The blank lines between anonymous and password reflect that I hit the Enter key twice after connecting, when I was acting the part of the befuddled hacker. When I FTP’d to port 21, my FTP client connected, but it did not display any text. This was expected because I didn’t tell Netcat to respond with any text when connected, although I could have told it to respond with a fake login banner. When an open port is found, if it doesn’t automatically reveal itself, it’s normal for hackers to try all sorts of keyboard commands in an attempt to get the port to react and reveal its source service. Next, I typed a common FTP login name and password just to see if I could get a reaction. I didn’t, of course, but Netcat captured what I typed and stored it to a local file. Netcat displayed the source IP address and port number of the probe attempt on the screen (because of the -vv parameters). Although I don’t think anyone would want to because of better alternatives, you could instruct Netcat to run a port listener on multiple ports and set up a makeshift honeypot. It would be better to use a real honeypot tool, but Netcat’s crude port-listening techniques are the same as those used by many low-emulation honeypots monitoring various ports.

Many honeypots offer varying levels of interaction according to the popularity of the service or port. They often come with high-interaction services, such as FTP, HTTP, and Telnet, but have only low-interaction processes for the less common ports. For instance, a honeypot may have a fully functional web server on port 80, but offer only low-interaction services for the other ports.

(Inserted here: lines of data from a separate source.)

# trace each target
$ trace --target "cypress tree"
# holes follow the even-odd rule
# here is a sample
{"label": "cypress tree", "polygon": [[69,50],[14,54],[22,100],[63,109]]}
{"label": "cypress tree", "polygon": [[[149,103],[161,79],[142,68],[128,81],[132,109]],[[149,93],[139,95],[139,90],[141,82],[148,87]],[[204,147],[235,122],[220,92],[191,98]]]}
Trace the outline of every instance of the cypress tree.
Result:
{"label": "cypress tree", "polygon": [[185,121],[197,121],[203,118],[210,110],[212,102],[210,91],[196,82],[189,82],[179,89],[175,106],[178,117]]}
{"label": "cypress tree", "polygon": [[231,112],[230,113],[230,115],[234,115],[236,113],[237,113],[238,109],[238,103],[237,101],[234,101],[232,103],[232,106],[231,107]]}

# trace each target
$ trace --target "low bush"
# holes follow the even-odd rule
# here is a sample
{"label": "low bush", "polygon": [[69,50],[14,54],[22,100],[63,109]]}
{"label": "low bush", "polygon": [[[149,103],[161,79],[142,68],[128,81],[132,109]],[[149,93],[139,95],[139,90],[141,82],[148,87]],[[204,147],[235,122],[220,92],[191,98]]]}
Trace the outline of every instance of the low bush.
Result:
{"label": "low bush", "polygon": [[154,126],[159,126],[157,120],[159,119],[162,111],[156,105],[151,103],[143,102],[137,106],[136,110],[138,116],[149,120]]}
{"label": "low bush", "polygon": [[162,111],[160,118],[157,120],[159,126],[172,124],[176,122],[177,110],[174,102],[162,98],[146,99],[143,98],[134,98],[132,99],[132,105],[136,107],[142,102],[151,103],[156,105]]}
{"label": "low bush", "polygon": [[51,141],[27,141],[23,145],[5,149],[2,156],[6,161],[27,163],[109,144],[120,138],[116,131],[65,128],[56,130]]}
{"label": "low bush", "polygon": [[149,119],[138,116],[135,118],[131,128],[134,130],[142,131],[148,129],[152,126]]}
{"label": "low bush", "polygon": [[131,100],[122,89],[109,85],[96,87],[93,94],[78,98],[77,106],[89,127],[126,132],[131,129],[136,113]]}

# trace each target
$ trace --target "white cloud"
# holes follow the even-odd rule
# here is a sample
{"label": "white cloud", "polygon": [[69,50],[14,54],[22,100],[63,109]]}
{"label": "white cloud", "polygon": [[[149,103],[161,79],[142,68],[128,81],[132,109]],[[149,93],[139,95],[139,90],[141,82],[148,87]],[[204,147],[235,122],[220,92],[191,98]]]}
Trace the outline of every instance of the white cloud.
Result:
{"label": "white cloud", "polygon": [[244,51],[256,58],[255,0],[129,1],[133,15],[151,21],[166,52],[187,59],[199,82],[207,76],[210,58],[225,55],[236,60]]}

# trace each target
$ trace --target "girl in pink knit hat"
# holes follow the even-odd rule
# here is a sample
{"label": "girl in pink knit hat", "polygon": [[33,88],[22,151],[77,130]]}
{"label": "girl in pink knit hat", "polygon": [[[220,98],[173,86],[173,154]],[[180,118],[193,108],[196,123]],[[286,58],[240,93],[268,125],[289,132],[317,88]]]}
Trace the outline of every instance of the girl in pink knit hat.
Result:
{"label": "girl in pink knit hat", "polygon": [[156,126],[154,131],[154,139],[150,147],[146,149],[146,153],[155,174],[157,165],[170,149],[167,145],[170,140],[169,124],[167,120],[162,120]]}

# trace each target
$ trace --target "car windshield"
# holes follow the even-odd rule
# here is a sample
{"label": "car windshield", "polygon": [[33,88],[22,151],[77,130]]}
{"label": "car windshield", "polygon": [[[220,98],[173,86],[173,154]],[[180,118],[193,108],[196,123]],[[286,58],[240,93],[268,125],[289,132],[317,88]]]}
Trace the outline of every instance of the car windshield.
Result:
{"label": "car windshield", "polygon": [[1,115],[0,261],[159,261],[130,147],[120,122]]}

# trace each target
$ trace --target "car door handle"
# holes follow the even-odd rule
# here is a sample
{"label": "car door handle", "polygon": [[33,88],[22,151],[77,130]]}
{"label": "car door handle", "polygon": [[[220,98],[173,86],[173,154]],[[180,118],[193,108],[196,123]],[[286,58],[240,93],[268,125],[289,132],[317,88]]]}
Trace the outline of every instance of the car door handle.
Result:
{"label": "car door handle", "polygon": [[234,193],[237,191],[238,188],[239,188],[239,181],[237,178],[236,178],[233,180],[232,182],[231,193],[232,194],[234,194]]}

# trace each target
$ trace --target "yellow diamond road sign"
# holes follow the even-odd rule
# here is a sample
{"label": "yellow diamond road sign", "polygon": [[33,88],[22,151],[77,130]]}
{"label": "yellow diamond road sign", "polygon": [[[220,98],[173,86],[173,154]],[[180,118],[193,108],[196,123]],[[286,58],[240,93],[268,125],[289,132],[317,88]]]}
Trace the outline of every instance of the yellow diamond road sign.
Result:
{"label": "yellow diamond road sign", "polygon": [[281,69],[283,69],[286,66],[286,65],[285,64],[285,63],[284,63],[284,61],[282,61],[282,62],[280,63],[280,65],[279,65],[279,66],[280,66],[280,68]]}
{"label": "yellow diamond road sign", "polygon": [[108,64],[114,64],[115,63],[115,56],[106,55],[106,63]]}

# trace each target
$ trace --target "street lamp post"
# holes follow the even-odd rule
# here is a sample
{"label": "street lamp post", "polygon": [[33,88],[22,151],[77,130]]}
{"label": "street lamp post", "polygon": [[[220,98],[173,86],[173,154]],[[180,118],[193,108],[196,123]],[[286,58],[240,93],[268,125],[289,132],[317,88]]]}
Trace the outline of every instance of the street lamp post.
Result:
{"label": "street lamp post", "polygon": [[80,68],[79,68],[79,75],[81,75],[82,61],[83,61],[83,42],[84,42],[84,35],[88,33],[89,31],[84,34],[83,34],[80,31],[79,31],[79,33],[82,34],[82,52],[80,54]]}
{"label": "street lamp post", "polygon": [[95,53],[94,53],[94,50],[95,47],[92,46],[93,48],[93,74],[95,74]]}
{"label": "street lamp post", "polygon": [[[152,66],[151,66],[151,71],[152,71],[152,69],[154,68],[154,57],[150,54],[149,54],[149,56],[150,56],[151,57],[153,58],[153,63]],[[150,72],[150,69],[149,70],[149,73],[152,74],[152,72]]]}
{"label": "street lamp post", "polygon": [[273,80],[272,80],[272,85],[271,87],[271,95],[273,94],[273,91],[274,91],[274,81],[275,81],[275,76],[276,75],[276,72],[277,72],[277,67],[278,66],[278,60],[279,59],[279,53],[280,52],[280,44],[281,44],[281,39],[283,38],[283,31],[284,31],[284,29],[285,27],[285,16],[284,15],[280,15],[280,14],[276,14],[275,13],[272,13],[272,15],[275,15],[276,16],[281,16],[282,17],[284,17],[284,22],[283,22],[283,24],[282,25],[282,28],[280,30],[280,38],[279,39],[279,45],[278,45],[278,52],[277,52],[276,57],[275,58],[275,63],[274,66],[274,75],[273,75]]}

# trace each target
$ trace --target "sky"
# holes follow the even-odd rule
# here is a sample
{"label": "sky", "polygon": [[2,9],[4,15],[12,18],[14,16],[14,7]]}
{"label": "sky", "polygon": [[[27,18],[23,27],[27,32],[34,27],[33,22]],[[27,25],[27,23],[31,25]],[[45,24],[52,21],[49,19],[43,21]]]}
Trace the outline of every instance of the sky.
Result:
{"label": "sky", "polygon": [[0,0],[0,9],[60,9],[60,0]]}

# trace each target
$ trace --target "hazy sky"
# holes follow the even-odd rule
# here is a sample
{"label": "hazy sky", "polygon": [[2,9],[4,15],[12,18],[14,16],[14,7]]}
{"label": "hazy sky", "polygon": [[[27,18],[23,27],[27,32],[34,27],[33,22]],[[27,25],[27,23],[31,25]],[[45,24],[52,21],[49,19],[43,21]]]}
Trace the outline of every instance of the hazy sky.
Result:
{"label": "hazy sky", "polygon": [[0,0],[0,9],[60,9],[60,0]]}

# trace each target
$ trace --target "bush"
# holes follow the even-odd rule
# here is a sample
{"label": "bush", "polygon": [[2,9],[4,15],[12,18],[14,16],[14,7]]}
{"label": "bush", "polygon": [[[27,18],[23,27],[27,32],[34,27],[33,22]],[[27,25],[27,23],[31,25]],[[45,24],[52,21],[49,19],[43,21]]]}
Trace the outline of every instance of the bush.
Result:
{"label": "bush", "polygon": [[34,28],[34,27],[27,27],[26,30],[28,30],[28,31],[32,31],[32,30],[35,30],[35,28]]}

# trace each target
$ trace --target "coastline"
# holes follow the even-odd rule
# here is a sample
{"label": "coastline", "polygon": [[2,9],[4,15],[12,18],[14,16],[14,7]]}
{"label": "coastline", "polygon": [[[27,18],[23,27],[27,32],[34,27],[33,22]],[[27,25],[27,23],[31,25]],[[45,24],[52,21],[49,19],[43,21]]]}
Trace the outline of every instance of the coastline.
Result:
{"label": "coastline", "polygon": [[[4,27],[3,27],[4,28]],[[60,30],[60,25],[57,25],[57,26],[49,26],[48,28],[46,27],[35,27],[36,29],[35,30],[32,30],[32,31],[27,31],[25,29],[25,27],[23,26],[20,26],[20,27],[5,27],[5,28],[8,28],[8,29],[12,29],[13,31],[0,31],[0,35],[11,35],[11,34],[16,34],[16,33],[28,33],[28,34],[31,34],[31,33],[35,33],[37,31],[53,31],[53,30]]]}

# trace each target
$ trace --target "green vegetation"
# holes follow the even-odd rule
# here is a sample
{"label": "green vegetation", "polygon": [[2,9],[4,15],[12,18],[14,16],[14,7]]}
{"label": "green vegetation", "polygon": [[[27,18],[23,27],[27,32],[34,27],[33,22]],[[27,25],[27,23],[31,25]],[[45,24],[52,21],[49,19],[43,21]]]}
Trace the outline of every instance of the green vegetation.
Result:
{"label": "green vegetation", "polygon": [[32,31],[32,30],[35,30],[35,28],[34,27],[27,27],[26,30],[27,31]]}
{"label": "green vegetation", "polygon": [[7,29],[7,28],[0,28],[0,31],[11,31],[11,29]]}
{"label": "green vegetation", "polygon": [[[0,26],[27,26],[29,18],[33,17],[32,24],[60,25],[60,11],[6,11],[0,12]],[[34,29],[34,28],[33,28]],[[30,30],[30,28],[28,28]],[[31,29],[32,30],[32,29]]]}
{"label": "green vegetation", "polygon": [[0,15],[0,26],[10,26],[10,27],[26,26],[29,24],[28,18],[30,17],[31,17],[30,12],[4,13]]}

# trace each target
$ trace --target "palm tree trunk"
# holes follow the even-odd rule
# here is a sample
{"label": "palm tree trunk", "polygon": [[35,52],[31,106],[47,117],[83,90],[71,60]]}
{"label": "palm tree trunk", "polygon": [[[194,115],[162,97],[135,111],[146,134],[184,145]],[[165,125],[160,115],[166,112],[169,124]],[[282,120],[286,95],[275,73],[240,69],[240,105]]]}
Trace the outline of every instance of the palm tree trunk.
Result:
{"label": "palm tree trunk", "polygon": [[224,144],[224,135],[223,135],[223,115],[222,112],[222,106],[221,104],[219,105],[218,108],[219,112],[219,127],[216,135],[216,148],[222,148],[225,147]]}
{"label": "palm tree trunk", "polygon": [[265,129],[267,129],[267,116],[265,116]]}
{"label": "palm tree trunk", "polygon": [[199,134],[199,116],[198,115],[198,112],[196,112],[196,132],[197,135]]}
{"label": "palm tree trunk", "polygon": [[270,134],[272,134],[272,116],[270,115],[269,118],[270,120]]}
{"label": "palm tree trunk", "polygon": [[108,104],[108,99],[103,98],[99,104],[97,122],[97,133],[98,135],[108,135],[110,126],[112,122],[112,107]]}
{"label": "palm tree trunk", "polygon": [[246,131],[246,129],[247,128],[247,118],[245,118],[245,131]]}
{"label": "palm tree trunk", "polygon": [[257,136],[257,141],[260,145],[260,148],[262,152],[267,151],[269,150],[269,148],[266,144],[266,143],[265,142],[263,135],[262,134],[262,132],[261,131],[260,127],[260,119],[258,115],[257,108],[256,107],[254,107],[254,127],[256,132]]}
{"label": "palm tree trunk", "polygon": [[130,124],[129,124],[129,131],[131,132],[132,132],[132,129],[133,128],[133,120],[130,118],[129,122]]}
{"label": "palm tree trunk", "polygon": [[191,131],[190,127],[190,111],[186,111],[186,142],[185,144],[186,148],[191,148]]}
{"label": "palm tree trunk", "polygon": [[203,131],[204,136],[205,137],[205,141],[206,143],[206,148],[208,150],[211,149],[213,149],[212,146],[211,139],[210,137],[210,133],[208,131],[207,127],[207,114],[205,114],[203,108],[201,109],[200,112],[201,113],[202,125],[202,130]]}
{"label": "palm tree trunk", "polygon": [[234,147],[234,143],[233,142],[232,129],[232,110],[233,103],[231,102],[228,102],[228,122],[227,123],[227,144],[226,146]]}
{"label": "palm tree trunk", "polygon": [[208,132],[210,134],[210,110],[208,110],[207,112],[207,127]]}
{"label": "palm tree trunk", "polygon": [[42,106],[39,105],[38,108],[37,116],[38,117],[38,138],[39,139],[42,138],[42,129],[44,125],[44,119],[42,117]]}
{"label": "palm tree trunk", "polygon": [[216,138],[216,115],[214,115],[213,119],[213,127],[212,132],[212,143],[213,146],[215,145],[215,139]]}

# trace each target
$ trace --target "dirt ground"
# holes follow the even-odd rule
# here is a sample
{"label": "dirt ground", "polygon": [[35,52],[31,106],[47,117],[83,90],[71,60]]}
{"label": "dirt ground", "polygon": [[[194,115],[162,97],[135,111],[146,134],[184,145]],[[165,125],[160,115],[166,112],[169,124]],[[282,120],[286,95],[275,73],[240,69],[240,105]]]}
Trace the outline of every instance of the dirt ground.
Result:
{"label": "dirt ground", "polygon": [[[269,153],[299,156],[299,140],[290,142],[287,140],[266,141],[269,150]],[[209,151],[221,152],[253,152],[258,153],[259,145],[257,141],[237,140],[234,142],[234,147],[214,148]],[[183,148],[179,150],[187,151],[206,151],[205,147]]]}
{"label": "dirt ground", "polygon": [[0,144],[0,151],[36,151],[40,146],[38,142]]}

For many honeypots, you can define or create the interaction level by port. They come with a few default emulation scripts, which you can modify or use to build new services. For a Windows machine, it makes sense to have some sort of NetBIOS emulation service if you are worried about network share worms, like Klez and Bugbear. It all depends on what the honeypot emulation software specializes in and the objectives of the honeypot administrator.

The higher the interaction, the sweeter the honeypot, and the longer the hacker is likely to stay around. Real OS honeypots offer high-interaction opportunities.

Real Operating System Honeypot

For most honeypot administrators, their first honeypot is simply a spare computer running areal OS. The administrators install the OS as they normally would, but then leave it in an unpatched state with popular hacker holes left open. For instance, installing Windows NT Server 4.0, but leaving it at Service Pack 2 and with IIS 4.0, sets up a popularly hacked host computer. A Windows 98 machine with an unprotected shared NetBIOS folder is considered a juicy exploitation target by hackers. Which OS environment you use and where you use it are determined by your goals. Some honeypot administrators deploy fully patched systems that mimic their production environments. They are interested only in exploits that would be successful against their production machines.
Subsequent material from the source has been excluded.